The annual total direct medical cost of fall-related injuries for older adults is approximately $50 billion.  The average hospital cost for a fall injury is more than $30,000.  May is National Osteoporosis Month. A fracture sustained during a fall is often the first sign of advanced osteoporosis.

 

The Aging Committee is specifically soliciting input on the following questions:

 

  • Reporting and Follow-Up. To what extent are falls unreported among older Americans? What strategies can be employed to encourage patients to promptly notify their health care provider or caregivers of a fall?

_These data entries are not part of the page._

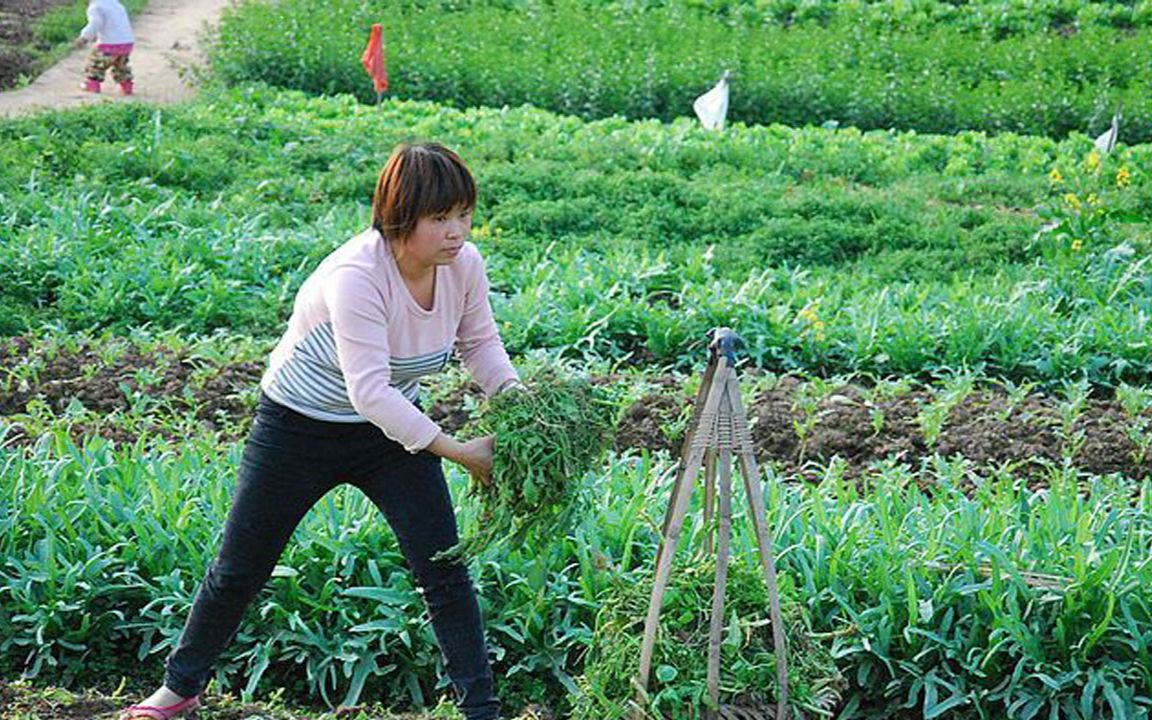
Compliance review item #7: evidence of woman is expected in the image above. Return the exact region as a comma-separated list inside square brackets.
[121, 144, 518, 720]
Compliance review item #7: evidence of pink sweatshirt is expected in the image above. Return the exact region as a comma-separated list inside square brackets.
[260, 229, 518, 453]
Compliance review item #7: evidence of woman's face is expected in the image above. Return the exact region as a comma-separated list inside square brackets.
[403, 207, 472, 266]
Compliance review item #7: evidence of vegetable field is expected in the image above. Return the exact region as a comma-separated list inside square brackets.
[0, 0, 1152, 720]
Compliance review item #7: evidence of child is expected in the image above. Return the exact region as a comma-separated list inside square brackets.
[74, 0, 136, 94]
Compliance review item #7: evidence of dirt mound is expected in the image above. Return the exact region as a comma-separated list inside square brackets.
[0, 338, 1152, 479]
[0, 338, 264, 442]
[616, 377, 1152, 479]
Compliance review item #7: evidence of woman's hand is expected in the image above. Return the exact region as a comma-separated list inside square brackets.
[426, 432, 495, 485]
[456, 435, 495, 486]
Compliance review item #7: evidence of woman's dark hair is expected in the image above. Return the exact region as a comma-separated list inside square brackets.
[372, 143, 476, 240]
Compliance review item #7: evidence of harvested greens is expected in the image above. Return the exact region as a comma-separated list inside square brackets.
[433, 370, 613, 561]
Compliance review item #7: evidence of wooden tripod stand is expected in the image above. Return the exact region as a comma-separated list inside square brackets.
[637, 327, 788, 720]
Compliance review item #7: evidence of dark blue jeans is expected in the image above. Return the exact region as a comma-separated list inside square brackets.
[165, 396, 500, 720]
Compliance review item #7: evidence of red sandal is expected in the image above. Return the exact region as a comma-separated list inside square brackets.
[120, 695, 200, 720]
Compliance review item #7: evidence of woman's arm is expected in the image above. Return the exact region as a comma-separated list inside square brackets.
[425, 432, 494, 485]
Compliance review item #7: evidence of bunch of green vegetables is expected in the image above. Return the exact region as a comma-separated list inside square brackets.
[434, 369, 614, 560]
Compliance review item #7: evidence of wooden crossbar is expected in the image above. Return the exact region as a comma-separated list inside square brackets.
[637, 327, 788, 720]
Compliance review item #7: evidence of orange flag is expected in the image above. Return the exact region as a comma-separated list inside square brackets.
[361, 23, 388, 94]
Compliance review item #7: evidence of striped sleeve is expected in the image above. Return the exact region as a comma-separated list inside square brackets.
[456, 252, 520, 395]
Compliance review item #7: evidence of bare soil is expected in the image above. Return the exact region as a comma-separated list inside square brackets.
[0, 0, 232, 118]
[0, 338, 1152, 479]
[0, 0, 73, 90]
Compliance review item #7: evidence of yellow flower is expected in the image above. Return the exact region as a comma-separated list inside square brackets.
[1084, 150, 1100, 170]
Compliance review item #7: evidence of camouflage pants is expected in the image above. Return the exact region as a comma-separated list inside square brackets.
[84, 50, 132, 84]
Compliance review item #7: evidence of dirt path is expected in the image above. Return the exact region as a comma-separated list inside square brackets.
[0, 0, 230, 116]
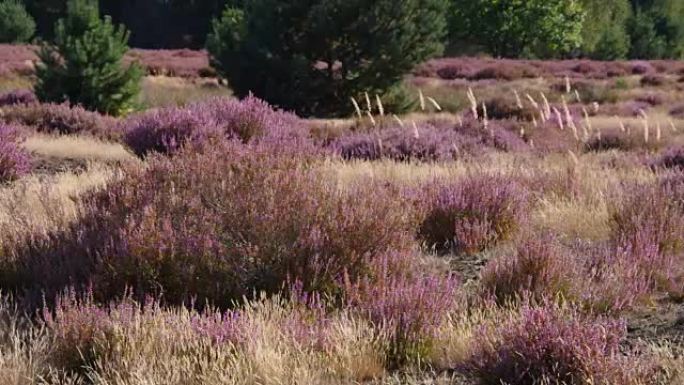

How can follow-up with appropriate healthcare providers be improved after a visit to an emergency department for a fall?

 

  • Tools and Resources. What learning tools, resources or techniques can be used to empower patients to change their home environment or modify risk factors to reduce the risk of falls? What are the opportunities and limitations surrounding assistive technologies? Are there are any federal policy barriers that make it difficult to offer tools and resources to patients to prevent falls?

 

  • Medicare. How can the “Welcome to Medicare” visit or the “Annual Wellness” visits be improved to better assess fall risk and fracture prevention and ensure appropriate referrals? How can Medicare coverage and reimbursement for falls prevention and fall-related services be improved? How are existing Medicaid waivers being utilized for falls prevention and fall-related services? Are there demonstrations or pilot programs that the Center for Medicare and Medicaid Innovation should consider?

 

  • Evidence-Based Practices. Are there evidence-based practices that reduce the rate of additional bone fractures among those older Americans who have fallen and broken or fractured bones? Are there regional differences in the utilization of these services, evaluations, or screenings? Are there models (such as the Million Hearts Campaign) for other health conditions that have applicability to reducing the overall rate and impact of falls among the elderly?

 

  • Polypharmacy. What recommendations do you have to ensure prescribers take into account the relationship between polypharmacy and falls risk when making both initial and follow-up clinical decisions for high-risk patients? Is there a need for increased research on the link between polypharmacy and falls-related deaths and/or injuries?

 

  • Transitions of Care. How can the transitional period from a hospital or skilled nursing facility to the home be improved in assessing the home for fall risks? What more could be done by government agencies to support fall risk assessments and the implementation of protocols that could be used to prevent falls in the home care population?

 

  • Post-Fracture Care. What can be done to create a care pathway for patients post-fracture to ensure proper follow up care and prevention of future fractures? Are there best practice models that can provide implementation opportunities? Are there any federal policy barriers to implementing best practices in post-fracture care?